How to add a time dimension to this forecasting database without having to duplicate every data point @ each reforecast

data-warehousedatabase-design

I have a database designed to facilitate revenue forecasting. Revenue forecasting consists of tracking Orders which are recognized into Revenue at multiple points in time (each, a revenueDate). There are two tables (keys in italic):

  • Order: id, orderDate
  • Revenue: ForeignKey(Order.id), revenueDate, amount

At any point in time, querying the Revenue table will give me the total revenue for each revenueDate.

I'd like to add a time component so that I can track what the revenue forecast looked like at any given point of time. Something like the following:

  • Order: id, forecastDate, orderDate
  • Revenue: ForeignKey(Order.id), ForeignKey(Order.forecastDate), revenueDate, amount

Doing the table this way would allow me to query (forecastDate, revenueDate) to get my answer. Unfortunately, it would also require me to duplicate all data points for every reforecast, even those that don't change.

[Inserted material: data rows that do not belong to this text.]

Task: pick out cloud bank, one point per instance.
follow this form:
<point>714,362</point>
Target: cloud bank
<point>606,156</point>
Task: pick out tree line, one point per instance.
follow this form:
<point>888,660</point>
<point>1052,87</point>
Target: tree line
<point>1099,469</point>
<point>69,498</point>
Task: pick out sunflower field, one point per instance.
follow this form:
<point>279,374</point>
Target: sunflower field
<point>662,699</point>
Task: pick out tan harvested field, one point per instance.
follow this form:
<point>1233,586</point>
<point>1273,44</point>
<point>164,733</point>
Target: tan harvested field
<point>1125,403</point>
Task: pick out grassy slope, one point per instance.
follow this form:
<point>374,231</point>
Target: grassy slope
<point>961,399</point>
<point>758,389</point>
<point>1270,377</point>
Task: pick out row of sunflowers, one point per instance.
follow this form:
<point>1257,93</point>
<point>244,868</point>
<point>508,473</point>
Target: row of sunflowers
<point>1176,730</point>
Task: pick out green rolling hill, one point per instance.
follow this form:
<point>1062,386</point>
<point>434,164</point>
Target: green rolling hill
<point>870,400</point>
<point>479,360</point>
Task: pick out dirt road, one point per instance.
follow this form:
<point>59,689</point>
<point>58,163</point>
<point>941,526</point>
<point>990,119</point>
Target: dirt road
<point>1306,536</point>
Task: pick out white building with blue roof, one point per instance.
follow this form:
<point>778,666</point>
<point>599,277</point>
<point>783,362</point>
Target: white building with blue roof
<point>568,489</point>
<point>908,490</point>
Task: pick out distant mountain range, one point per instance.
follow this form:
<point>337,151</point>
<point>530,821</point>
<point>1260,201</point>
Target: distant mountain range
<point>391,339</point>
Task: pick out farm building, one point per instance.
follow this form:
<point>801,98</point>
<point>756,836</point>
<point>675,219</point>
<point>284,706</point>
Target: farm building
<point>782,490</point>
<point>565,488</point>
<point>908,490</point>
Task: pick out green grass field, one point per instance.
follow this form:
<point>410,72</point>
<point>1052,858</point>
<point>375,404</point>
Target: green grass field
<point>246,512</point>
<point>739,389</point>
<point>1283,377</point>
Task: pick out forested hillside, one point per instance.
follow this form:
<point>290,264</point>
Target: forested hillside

Is there a more efficient way for me to design my tables so that each new forecast only requires appending changes or the changed data points, while still allowing me to view a forecast at any historical point in time?

===Update===

I actually don't expect there to be a definitive answer on this, as it seems like luminaries in the field like Snodgrass and Darwen have fundamental disagreements about how best to model time within a database (see ISO's rejection of temporal elements back in 1996).

Best Answer

Snapshotting vs. Running Sums

Any approach to point-in-time reporting is effectively equivalent to snapshotting or calculating a running sum. Your options are variations on:

  1. Calculate a running sum from the beginning of time, or some periodicaly checkpointed position. This requires you to record changes rather than totals.

  2. Calculate periodic snapshots and do your historical statiscs based on the snapshots.

  3. Hybrid running-sum with periodic snapshots to baseline positions and reduce the data set over which the running sum needs to be calculated.

This is essentially a speed for space tradeoff, and temporal databases are really just abstractions on a data structure that is semantically equivalent to one of the schemes described above.

If you want speed, calculate and persist periodic snapshots of your position. This will use more space, but if your DBMS platform supports partitioning then the snapshots can be managed and disposed quite efficiently. The snapshot date forms the partition key, so any queries that specify dates will give the optimiser enough information to ignore partitions that are not relevant to the query.

Frequent snapshots will use lots of disk space, so you trade off granularity against disk space usage.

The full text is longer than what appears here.